Players in supporting roles stepped up when called upon. The rivalry between Romeo's friend Mercutio, portrayed with bravado and a rich baritone by Gabriel Preisser, and Daniel T. Curran as Juliet's cousin Tybalt, provides necessary hostility between the clans, mostly because Curran, in his Opera Tampa debut, augments a rapierlike tenor with believable adolescent swagger and snarl. Won Cho returns to the Tampa Bay area stage, underscoring the gravitas of it all as Lord Capulet in a beautiful bass-baritone.

Robyn Rocklein adds a subtle humor to her mezzo-soprano counterpart as Juliet's nurse, Gertrude; and mezzo Kimberly Sogioka shines in her aria as Stephano, Romeo's impetuous page. Bass-baritone David Cushing lends the production its most glorious support as the couple's ally, Friar Lawrence, who gives Juliet a potion that will simulate death long enough for her to escape her father's demand that she marry Count Paris.

Of course, an exiled Romeo believes she is dead and takes poison to join her in eternity.

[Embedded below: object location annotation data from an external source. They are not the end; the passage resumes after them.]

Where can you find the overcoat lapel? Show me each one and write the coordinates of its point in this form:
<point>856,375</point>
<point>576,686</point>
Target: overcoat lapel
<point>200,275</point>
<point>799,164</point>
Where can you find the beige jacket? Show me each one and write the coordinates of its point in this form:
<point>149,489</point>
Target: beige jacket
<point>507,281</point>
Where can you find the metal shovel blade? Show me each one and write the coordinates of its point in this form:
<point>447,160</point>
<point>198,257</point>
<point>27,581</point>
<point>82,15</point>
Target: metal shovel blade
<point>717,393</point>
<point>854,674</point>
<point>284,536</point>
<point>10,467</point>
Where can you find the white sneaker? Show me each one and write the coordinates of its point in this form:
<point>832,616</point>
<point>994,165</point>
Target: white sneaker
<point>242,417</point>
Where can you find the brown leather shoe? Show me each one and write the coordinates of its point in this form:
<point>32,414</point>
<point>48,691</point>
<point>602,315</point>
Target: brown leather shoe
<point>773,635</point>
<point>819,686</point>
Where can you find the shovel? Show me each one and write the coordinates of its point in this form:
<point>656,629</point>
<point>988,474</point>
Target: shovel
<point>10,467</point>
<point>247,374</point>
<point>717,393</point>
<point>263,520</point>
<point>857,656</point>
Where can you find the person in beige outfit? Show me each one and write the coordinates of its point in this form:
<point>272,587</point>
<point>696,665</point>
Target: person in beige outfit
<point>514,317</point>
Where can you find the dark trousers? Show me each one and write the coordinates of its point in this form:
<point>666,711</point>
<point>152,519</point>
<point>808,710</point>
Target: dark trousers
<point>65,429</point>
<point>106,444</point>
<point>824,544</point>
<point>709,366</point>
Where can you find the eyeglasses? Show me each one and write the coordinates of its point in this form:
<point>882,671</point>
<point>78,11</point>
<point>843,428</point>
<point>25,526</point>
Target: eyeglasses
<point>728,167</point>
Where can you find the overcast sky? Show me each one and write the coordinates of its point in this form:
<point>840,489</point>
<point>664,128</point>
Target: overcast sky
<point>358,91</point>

Unlike the play, Juliet awakens in time to sing a protracted duet before he dies and she stabs herself, a bit of drama added by librettists Jules Barbier and Michel Carré.

Troxell does the heaviest lifting, adorning Romeo with emotion and so much flowing exactitude, it is impossible not to focus on him when he is singing. Troxell and Miller combine for a soaring duet in Juliet's room at dawn, the bittersweet next-to-last scene ("Parting is such sweet sorrow.") before he must leave town. Moments like these, with full backing in staging, costumes, ensemble and orchestra, give Opera Tampa the splash it needed to start the season.